The oil pump, the filter, and the catch pan make up the lubrication system. The oil pump moves the oil around the engine, and the filter keeps it from getting dirty. The oil pan is where used motor oil goes to be recycled.
When the generator’s battery gets low, the battery charger kicks in to charge it back up. The car’s alternator hooks to the battery charger, and the output of the battery charger charges the battery.
The generator’s control panel is the primary way for the user to interact with the generator. It has switches, gauges, and lights,
Main Assembly Or Frame
The frame and enclosure help compensate for most of the generator’s main assembly. The frame has to support and steady the generator while it is running. The enclosure’s job is to protect the generator from the weather. Along with the motor and alternator, the fuel tank, fuel pump, and battery charger are also part of the generator’s primary assembly.
What Are The Different Types Of Generators?
Here are the different kinds of generators to understand before using them.
AC generators produce alternating current (AC), which can be easily transformed to the desired voltage level. They are commonly used with house appliances to large-scale properties. Examples are:
- Power Plants
- Data Centers
- Industrial Appliances
On the other hand, DC generators produce direct current (DC), which cannot be easily transformed to a different voltage level. These generators are used in applications requiring direct currents, such as:
- Electric trains
- Submarine propulsion
- Large-scale battery charging systems
Portable generators are smaller and easier to carry than AC and DC generators. They are often used as a backup power source when the power goes out or in remote areas. There are portable generators of both home and business quality that come in various sizes and power levels. Portable generators have multiple applications, including the following:
- Mobile power to outdoor events like concerts
- Acts as backup power for the disaster relief effort
- Powering tools during construction.
Why Do We Use Generators?
A backup power source, like a generator, is essential when the power goes out. It also gives backup power to hospitals or other places that require electricity 24/7 and RVs or homes not connected to the grid.

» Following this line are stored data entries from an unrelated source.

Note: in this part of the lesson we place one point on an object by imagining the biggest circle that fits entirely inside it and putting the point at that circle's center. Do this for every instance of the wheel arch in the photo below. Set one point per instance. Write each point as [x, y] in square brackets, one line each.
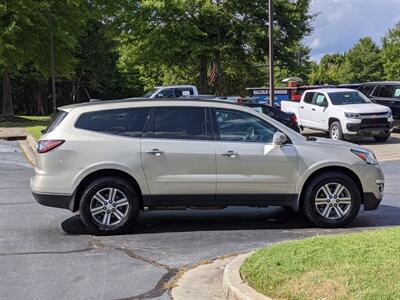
[339, 169]
[104, 173]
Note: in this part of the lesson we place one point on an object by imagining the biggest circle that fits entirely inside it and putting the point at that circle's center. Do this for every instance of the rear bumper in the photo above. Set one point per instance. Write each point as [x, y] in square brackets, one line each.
[371, 202]
[55, 200]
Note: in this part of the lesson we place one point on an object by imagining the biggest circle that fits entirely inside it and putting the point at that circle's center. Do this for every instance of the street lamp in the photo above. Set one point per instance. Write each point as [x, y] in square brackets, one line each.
[271, 53]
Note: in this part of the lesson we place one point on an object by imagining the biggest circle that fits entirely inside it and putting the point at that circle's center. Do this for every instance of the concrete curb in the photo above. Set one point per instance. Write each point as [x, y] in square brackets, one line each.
[234, 287]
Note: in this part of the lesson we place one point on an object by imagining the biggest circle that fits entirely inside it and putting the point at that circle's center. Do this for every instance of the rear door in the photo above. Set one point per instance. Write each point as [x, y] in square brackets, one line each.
[178, 157]
[319, 113]
[305, 112]
[250, 169]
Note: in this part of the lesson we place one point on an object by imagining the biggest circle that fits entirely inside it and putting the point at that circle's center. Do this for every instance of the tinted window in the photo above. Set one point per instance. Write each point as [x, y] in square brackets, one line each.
[366, 89]
[166, 93]
[397, 92]
[129, 122]
[320, 100]
[385, 91]
[188, 123]
[308, 97]
[56, 121]
[183, 92]
[236, 126]
[343, 98]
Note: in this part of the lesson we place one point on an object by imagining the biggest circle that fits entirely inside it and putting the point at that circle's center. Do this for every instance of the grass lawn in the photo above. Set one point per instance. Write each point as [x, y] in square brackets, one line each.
[364, 265]
[33, 124]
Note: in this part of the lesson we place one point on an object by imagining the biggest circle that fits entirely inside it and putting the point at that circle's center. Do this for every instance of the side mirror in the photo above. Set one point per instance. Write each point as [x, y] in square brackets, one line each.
[279, 138]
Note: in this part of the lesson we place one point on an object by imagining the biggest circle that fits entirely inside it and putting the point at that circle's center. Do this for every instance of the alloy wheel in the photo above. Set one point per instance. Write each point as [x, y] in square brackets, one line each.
[109, 207]
[333, 201]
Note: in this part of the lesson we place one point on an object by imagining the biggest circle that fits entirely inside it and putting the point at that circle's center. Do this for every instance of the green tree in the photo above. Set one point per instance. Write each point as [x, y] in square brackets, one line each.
[181, 38]
[390, 53]
[329, 70]
[24, 39]
[362, 62]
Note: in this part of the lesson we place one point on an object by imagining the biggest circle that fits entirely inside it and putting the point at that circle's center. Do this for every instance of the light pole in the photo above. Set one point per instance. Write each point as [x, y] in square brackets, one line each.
[52, 63]
[271, 53]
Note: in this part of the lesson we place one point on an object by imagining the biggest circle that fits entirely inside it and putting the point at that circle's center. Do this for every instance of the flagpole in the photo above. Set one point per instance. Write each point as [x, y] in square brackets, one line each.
[271, 53]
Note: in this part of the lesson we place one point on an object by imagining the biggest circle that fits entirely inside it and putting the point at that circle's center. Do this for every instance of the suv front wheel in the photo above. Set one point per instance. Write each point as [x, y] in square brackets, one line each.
[109, 205]
[332, 200]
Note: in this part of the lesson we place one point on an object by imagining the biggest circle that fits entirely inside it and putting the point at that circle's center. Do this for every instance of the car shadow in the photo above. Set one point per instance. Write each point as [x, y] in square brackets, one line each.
[236, 218]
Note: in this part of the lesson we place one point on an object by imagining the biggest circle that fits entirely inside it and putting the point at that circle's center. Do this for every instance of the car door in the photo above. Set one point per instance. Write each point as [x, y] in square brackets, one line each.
[319, 113]
[178, 156]
[250, 169]
[306, 107]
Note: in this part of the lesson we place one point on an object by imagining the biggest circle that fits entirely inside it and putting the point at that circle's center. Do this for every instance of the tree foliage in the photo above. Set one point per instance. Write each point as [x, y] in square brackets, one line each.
[390, 53]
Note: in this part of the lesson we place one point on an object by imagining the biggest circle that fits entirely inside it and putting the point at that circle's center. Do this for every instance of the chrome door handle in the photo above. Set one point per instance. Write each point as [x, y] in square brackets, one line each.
[155, 152]
[231, 154]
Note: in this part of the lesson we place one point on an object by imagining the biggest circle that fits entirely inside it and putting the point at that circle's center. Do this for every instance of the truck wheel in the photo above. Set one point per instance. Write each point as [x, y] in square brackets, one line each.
[331, 200]
[382, 138]
[335, 131]
[109, 205]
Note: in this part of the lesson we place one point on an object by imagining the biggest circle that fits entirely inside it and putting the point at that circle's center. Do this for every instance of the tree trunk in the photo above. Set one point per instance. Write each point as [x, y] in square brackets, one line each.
[7, 95]
[203, 75]
[38, 95]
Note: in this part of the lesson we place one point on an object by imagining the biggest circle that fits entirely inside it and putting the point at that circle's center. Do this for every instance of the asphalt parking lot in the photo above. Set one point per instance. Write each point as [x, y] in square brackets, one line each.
[45, 253]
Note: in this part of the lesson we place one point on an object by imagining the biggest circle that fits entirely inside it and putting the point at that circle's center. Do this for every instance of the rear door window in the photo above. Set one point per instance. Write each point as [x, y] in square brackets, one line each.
[183, 92]
[397, 92]
[385, 91]
[186, 123]
[126, 122]
[308, 97]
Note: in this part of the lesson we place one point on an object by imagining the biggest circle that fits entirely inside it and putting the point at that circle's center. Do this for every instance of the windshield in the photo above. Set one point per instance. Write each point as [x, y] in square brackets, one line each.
[149, 93]
[343, 98]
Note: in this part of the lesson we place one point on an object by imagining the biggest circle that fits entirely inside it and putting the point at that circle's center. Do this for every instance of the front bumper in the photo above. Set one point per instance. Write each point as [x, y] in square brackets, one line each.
[365, 128]
[55, 200]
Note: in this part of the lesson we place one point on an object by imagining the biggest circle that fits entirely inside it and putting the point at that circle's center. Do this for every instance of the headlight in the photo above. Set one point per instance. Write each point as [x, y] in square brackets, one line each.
[352, 115]
[367, 156]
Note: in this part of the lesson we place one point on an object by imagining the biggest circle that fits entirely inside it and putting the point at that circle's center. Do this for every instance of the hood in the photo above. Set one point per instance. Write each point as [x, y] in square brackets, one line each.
[363, 108]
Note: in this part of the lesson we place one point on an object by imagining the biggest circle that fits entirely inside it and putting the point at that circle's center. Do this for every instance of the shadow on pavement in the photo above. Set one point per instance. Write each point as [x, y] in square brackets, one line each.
[236, 218]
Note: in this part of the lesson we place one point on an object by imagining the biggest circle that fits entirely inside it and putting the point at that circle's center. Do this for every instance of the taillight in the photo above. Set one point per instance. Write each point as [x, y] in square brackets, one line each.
[44, 146]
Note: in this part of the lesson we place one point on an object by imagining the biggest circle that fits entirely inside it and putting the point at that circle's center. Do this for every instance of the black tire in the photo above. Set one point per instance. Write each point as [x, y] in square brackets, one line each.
[333, 134]
[131, 212]
[382, 138]
[310, 194]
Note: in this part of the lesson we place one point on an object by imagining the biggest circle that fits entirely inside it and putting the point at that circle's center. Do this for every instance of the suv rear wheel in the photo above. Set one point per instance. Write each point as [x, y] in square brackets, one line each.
[109, 205]
[332, 200]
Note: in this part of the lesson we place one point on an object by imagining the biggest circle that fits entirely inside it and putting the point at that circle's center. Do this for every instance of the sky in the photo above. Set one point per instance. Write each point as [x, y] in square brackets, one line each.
[341, 23]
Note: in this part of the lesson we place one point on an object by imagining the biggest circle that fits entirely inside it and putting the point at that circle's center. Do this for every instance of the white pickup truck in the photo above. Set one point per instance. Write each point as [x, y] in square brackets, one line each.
[172, 91]
[343, 113]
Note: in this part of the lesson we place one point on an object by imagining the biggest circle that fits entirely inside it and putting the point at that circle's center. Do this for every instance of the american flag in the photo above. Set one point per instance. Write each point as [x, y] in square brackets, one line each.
[213, 73]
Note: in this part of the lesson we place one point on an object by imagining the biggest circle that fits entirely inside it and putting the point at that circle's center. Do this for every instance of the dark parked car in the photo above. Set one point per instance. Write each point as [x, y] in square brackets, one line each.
[289, 119]
[385, 93]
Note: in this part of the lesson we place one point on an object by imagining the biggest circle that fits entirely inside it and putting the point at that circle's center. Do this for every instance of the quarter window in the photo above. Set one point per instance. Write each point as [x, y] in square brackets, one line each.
[235, 126]
[188, 123]
[127, 122]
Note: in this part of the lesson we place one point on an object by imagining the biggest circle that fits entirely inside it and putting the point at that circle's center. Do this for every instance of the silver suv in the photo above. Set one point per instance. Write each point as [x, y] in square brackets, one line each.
[110, 160]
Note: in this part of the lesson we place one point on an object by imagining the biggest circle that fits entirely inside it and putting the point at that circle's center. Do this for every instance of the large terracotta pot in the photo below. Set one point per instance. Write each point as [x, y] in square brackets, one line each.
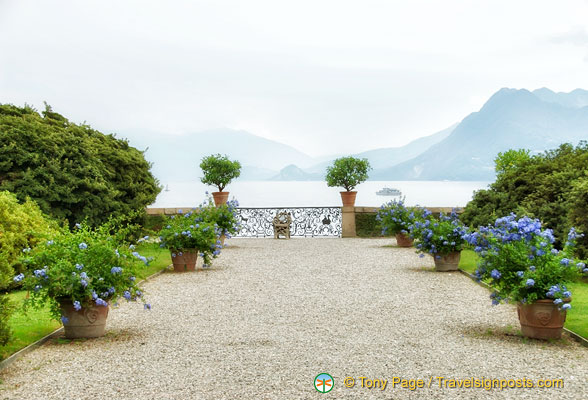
[541, 320]
[403, 240]
[220, 198]
[447, 262]
[185, 260]
[348, 198]
[89, 322]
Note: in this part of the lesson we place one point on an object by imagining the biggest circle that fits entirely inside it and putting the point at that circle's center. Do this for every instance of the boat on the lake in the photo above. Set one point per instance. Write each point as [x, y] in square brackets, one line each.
[389, 192]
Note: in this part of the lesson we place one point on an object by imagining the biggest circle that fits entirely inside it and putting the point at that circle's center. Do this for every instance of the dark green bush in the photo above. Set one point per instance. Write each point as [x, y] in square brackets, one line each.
[72, 171]
[551, 187]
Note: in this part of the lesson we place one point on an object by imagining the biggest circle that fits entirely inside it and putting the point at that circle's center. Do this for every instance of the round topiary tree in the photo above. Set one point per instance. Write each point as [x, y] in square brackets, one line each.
[219, 171]
[348, 172]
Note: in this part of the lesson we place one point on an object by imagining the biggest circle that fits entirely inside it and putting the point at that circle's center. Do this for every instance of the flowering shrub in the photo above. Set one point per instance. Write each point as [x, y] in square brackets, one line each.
[191, 231]
[517, 256]
[85, 266]
[395, 217]
[438, 236]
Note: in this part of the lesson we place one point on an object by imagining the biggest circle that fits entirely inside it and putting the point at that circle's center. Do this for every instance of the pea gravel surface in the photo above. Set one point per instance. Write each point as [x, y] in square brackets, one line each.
[270, 315]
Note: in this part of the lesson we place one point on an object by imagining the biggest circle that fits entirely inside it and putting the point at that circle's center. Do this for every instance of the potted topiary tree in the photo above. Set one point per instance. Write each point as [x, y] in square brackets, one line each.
[348, 172]
[219, 171]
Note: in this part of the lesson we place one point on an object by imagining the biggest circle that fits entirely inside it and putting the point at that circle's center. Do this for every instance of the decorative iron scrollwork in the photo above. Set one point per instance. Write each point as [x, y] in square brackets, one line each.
[306, 221]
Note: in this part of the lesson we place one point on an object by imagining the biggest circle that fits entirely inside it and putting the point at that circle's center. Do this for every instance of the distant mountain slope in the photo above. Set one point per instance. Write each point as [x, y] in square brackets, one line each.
[575, 99]
[177, 158]
[511, 119]
[388, 157]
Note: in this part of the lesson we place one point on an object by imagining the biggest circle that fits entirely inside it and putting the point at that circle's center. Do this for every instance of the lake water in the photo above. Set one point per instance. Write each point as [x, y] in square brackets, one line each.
[314, 194]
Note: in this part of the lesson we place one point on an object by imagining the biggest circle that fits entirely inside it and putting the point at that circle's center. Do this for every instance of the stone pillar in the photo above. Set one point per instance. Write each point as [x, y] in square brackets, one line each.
[348, 222]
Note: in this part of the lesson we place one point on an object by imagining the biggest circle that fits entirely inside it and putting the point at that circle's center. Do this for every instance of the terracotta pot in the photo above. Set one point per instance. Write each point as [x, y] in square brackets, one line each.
[185, 260]
[348, 198]
[403, 240]
[89, 322]
[447, 262]
[541, 320]
[220, 198]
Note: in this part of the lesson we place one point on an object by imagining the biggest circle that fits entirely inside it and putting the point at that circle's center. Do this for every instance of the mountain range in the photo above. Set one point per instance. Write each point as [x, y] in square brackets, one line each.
[510, 119]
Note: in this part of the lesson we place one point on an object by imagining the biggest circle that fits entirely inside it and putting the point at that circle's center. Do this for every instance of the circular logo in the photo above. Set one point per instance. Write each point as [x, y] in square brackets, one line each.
[324, 383]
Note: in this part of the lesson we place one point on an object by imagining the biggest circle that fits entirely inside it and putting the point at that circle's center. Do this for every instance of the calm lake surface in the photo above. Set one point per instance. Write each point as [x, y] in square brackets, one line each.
[313, 194]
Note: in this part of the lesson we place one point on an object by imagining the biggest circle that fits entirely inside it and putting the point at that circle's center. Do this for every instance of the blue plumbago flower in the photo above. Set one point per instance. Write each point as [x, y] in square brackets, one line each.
[530, 282]
[495, 274]
[100, 302]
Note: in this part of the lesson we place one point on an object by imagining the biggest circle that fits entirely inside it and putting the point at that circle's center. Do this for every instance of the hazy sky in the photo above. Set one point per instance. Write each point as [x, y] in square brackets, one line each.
[323, 76]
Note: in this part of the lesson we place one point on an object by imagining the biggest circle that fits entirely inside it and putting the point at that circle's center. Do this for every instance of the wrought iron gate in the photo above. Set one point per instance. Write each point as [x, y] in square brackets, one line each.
[306, 221]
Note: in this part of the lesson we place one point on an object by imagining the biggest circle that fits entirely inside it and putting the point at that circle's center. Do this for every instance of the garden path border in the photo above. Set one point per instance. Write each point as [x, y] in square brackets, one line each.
[25, 350]
[579, 338]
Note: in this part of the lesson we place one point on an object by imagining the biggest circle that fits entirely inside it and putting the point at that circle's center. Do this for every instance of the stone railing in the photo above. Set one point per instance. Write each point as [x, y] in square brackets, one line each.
[306, 221]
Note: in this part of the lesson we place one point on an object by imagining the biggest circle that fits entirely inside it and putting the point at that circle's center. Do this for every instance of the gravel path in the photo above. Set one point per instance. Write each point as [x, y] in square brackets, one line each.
[272, 314]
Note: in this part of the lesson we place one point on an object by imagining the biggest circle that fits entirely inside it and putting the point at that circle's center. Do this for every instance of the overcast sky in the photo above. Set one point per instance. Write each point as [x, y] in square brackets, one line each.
[323, 76]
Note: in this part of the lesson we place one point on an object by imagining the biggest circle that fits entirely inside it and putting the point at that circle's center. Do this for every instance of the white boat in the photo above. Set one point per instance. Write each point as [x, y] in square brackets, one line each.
[389, 192]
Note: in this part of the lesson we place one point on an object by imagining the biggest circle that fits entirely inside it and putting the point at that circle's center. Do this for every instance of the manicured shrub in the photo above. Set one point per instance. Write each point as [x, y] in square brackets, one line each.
[219, 171]
[552, 187]
[347, 172]
[72, 171]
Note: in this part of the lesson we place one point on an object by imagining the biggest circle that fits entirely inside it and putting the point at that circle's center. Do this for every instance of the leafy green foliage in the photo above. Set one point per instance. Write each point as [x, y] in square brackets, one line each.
[190, 231]
[550, 186]
[511, 160]
[84, 265]
[22, 226]
[219, 171]
[72, 171]
[438, 235]
[518, 258]
[347, 172]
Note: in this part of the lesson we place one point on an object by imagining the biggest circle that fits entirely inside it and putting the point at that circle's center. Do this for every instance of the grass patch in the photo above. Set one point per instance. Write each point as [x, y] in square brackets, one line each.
[576, 319]
[35, 324]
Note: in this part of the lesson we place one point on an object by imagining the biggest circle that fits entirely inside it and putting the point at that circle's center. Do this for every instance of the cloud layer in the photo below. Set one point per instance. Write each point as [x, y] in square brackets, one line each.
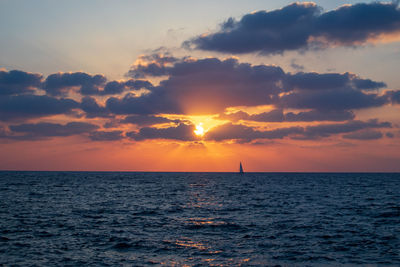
[302, 26]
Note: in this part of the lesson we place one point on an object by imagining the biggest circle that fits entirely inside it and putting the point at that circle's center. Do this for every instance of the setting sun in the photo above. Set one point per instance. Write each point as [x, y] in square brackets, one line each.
[199, 129]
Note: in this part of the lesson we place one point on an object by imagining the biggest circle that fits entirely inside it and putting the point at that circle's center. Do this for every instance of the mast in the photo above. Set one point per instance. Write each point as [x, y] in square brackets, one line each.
[241, 168]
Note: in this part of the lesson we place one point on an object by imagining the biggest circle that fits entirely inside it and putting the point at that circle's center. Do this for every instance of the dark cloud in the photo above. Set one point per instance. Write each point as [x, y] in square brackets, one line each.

Also, generators are a reliable and less expensive way to get power than traditional sources like hydropower, solar, and wind farms. After all, wind, solar, and hydropower plants will only be usable through generators.
Power Up With The Right Generator
Generators are important because they turn mechanical energy into electrical energy, used in many parts of our daily lives. People can use it for anything, from charging small batteries to making global travel easy, like airplanes and ships. Remember how generators work to keep a reliable and long-lasting power supply.